How is it that with aging comes the brittleness of bones and yet also the affection for the hardness of the cookie?   Is there a ying-yang flow of balance happening?  My inner is getting breakable so my intake has to be of a non-breakable sort?
This question comes up for pondering each end of year holiday season.  As cookies are brought in by fellow employees or gifted to us by some vendors, I find my fingers rove to the piles my eyes lock on.  The double-baked concreteness of a biscotti cookie now holds pre-eminent interest while the soft stuff and the filled pile of baked goods are only glanced at.  The latter are, like beautiful young waifs, pleasing to the eye but they hold no crunch, no chewability to gnaw on.  The biscotti are a treasure-trove of life's hard experiences to be enjoyed in little nips, followed by a chewing and mulling over.  To the biscotti you must bring your own liquid, coffee, tea ,or your mouth's juices so you can wear down time's hardening of things gone past.  The madeleine?  A young man's cookie, malleable and without the hard inner core of substance.   It is the elemental biscotti, flour, eggs, water (o.k. an almond or two for additional mulling over), that serves le penseur best.   Time and heat.  Twice.  That's what life, aging, and cookies are all about.

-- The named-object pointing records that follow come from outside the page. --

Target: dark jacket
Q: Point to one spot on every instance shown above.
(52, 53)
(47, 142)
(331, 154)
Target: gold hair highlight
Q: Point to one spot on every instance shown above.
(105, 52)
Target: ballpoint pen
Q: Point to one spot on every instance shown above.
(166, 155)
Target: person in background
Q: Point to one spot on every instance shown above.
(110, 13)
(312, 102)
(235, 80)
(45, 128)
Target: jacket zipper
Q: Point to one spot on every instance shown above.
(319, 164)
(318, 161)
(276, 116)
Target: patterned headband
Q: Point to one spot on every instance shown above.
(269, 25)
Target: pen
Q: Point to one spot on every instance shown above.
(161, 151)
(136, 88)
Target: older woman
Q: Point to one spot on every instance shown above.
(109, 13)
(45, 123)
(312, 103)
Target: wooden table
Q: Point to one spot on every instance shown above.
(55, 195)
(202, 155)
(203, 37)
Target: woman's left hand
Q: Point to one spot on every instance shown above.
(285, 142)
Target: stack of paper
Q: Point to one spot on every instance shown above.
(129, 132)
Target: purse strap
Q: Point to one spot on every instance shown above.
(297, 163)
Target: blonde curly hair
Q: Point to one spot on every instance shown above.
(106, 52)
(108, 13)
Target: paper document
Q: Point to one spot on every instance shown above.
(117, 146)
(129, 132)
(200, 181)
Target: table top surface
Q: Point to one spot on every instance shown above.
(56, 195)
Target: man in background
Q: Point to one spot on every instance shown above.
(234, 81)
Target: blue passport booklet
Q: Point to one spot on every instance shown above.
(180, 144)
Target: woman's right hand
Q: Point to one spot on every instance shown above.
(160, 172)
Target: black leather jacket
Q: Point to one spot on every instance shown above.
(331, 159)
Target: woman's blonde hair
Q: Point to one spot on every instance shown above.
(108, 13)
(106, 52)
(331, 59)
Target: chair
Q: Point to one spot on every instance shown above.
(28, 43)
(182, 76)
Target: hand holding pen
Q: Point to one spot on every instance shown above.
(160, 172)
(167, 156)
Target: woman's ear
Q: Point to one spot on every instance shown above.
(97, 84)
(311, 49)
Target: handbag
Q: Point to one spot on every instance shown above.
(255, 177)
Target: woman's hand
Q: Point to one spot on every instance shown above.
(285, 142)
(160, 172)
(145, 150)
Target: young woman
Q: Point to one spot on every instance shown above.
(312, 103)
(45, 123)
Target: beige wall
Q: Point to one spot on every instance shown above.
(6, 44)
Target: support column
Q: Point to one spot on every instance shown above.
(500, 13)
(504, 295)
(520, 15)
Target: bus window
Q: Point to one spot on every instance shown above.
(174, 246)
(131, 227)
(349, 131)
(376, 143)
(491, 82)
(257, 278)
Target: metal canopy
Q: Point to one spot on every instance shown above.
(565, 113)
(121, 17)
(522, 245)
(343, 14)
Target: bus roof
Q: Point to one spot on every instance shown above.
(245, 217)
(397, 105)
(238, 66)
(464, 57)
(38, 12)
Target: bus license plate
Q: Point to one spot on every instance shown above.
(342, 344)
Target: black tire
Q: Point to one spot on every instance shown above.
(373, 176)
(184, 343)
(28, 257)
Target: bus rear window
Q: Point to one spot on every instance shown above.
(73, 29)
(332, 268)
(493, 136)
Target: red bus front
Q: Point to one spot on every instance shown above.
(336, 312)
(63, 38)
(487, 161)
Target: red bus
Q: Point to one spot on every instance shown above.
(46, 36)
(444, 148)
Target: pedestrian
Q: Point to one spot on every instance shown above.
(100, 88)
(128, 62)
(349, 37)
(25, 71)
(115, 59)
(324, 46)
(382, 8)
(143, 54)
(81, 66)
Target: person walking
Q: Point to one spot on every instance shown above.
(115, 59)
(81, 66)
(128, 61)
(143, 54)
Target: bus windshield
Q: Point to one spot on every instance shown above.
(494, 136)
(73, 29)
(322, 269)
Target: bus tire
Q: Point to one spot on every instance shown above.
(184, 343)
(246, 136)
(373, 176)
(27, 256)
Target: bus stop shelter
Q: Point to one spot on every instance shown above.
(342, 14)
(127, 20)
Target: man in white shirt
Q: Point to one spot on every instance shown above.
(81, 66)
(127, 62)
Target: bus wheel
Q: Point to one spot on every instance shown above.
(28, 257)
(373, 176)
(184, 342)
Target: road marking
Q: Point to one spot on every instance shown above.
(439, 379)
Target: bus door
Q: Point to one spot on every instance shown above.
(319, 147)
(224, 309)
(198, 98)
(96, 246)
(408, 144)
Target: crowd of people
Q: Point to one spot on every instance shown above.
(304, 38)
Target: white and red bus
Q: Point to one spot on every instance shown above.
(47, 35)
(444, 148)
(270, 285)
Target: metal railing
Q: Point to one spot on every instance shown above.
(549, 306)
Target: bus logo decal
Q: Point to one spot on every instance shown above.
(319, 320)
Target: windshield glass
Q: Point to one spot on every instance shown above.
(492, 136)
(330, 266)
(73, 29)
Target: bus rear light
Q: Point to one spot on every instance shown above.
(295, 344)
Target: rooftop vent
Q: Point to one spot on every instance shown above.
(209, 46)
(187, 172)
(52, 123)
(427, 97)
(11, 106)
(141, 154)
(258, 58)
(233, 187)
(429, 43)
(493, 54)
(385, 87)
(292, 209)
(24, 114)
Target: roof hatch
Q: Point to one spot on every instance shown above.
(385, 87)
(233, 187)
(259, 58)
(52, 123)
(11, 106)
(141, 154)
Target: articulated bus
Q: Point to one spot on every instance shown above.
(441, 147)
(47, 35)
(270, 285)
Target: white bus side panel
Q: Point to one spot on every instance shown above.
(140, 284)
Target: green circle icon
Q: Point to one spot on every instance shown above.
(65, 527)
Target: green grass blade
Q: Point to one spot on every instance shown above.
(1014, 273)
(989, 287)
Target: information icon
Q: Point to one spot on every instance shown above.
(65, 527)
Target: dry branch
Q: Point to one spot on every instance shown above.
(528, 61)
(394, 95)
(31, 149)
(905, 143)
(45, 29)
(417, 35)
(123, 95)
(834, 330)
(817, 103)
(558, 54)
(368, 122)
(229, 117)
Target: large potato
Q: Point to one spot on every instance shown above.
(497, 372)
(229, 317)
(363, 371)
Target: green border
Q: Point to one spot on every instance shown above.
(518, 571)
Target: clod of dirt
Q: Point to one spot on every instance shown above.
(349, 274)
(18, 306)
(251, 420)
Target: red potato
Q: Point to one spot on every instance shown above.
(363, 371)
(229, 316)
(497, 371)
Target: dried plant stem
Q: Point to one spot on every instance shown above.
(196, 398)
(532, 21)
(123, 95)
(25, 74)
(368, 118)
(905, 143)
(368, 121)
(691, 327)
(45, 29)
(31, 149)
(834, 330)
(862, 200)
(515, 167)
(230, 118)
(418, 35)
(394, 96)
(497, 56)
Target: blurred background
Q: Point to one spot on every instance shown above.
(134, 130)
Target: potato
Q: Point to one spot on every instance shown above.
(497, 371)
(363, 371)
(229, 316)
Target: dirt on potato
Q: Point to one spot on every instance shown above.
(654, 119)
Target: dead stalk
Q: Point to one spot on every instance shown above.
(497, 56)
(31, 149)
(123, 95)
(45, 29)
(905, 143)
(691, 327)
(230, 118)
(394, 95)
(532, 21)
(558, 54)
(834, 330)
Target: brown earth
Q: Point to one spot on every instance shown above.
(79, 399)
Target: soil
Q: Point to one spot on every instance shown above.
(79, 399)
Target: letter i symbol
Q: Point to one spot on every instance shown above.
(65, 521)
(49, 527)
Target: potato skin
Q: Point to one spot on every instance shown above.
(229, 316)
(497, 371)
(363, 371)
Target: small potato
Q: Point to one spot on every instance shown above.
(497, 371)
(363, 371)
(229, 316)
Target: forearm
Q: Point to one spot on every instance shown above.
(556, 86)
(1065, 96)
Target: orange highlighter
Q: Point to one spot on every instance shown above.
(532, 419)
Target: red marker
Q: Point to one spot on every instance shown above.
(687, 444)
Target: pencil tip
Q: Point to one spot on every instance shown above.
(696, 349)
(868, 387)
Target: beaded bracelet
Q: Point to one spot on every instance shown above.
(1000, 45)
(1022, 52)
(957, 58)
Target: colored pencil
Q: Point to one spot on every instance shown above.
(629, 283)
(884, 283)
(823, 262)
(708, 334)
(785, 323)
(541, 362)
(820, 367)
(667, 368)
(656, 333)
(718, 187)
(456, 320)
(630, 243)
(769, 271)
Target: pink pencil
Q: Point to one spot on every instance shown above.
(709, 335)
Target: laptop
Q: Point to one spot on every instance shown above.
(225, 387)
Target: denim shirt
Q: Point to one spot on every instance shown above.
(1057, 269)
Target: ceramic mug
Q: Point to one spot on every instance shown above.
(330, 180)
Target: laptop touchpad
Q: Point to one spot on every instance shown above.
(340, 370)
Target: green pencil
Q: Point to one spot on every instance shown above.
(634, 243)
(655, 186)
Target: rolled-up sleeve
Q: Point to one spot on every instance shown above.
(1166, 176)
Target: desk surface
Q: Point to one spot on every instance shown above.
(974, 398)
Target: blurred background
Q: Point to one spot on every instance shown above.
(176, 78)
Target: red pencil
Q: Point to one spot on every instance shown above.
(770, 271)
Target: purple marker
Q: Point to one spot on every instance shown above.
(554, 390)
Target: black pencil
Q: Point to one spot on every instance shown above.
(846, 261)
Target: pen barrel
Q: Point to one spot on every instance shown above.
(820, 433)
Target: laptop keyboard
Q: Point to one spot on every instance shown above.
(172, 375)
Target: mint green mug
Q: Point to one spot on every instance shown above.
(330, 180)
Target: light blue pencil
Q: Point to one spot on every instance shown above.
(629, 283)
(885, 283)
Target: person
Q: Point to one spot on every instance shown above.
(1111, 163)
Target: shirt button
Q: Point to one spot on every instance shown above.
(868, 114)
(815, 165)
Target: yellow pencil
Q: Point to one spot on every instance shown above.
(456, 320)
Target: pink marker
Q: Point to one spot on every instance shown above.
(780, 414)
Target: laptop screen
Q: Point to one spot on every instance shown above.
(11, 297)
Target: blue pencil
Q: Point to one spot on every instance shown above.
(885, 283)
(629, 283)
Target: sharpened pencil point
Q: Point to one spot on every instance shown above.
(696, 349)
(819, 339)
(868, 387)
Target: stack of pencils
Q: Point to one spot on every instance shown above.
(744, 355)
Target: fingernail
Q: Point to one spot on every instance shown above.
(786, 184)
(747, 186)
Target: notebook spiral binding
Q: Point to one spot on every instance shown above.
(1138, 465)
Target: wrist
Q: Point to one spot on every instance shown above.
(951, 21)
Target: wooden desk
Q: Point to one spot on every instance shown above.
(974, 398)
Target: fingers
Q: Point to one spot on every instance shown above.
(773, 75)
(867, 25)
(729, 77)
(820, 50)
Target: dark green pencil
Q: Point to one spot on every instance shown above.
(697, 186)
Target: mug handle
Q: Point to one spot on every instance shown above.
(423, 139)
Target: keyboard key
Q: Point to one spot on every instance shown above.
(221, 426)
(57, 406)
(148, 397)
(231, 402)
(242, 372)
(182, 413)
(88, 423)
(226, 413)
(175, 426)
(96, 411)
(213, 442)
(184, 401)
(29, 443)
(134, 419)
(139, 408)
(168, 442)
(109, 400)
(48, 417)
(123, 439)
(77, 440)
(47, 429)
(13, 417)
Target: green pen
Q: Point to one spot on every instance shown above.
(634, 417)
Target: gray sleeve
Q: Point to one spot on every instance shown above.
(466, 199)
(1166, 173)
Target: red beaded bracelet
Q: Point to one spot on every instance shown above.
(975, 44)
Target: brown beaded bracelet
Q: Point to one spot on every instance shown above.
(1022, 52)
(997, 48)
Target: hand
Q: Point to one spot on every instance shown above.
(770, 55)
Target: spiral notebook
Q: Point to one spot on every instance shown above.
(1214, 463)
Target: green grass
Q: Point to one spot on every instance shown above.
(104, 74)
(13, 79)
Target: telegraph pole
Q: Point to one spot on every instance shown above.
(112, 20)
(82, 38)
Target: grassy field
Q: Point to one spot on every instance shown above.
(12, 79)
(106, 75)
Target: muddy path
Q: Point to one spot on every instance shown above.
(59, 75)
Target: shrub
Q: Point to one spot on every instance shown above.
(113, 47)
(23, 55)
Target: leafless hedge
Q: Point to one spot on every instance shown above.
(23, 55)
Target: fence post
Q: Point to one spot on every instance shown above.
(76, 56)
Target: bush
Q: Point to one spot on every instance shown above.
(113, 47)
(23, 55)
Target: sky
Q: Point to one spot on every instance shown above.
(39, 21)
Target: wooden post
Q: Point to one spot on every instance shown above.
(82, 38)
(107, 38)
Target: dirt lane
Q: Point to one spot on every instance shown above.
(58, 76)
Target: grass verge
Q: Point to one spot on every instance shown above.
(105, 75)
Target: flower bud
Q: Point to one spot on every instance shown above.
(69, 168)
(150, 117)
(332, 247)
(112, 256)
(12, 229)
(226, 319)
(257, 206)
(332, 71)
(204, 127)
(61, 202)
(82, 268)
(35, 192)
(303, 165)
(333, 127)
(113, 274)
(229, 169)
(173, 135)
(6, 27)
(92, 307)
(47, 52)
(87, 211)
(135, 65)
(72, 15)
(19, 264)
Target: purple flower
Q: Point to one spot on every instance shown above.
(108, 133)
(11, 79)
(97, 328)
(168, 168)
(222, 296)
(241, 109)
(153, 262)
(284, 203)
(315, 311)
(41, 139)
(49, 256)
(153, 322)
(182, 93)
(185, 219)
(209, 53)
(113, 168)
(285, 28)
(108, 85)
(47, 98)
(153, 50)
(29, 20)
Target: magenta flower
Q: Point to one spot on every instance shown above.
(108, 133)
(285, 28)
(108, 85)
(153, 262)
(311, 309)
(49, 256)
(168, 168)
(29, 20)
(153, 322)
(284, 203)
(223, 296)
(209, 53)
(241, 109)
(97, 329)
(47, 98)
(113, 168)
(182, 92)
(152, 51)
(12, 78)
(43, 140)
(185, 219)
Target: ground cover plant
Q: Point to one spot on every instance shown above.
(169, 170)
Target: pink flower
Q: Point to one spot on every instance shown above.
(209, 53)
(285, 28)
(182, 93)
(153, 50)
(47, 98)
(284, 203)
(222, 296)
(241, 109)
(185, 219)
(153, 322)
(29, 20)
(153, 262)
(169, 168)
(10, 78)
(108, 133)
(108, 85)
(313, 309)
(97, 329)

O.K., perhaps a touch of chocolate.  Bitter chocolate to be sure; I am, after all, receding to the Bitter Valley of my years.


"Time and heat" -- no kidding, especially in the "time" department. Biscotti are such a pain to make, what with the multiple bakings, that I leave the task to my lovely wife. To very happy results, I should add. But for now I'll still indulge in the young(er) man's delight: homemade poppycock.